Seusai menggelar rapat terbuka sekitar tiga jam, rombongan akhirnya melakukan tinjauan ke lapangan. Dengan beriringan. Peninjauan lapangan dimulai ke kawasan industri di Tanjunguncang, setelah itu ke pusat perbelanjaan Aviari dan kemudian ke taman makam pahlawan.

Saat melakukan tinjauan, Masud tidak berkomentar sama sekali. Ia hanya diam, dan mengatakan akan membawa semua keluhan dari masyarakat Batam ke pusat.

‘’Saya sudah lihat langsung. Pertemuan hari ini akan langsung saya sampaikan ke Pak Menteri,’’ katanya.

Warga Segel Kantor DPD Sekupang

Rapat Kerja Komite II DPD RI bersama Kementerian Kehutanan di kantor DPD Sekupang diwarnai kericuhan, Kamis (3/10). Puluhan warga menyegel kantor DPD RI Sekupang dengan spanduk berisi tuntutan warga.

Mereka mendesak rapat tersebut menghasilkan keputusan yang berpihak kepada warga Batam.

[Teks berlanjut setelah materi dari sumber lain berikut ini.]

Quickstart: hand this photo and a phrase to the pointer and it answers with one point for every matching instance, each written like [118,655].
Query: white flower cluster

Warga yang ikut dalam rapat tersebut meminta semua anggota DPD, pihak Kementerian Kehutanan dan semua pejabat yang ikut rapat tersebut untuk membuat surat pernyataan agar pihak bank menerima sertifikat rumah mereka sebagai agunan.

‘’Kami menyegel kantor sampai pihak kementerian memberikan kepastian hukum yang memihak masyarakat. Karena SK itu membuat 20.000 rumah di Batam menjadi hutan lindung,’’ kata Lubis, perwakilan warga.

Dalam segel tersebut juga dituliskan tuntutan masyarakat yaitu menolak SK Menhut, Kota Batam bukan hutan lindung dan meminta Menteri mencabut SK Menhut No.463/Menhut-II/2013.

Akhirnya, Ampuan Situmeang, perwakilan Apindo akhirnya meminta seluruh peserta rapat, termasuk perwakilan Menteri Kehutanan Ir Masyhud MM, Direktur Perencanaan Kawasan Hutan Direktorat Jenderal Planologi Kehutanan, Kementerian Kehutanan. Surat itu sebagai rekomendasi kepada pemerintah pusat agar masyarakat bisa mengagunkan sertifikatnya.

‘’Jadi surat ini harus ditembuskan ke semua petinggi di pusat termasuk presiden. Harus ada legal memorandum. Ini untuk memperkuat tuntutan kita,’’ katanya.(ian/mng)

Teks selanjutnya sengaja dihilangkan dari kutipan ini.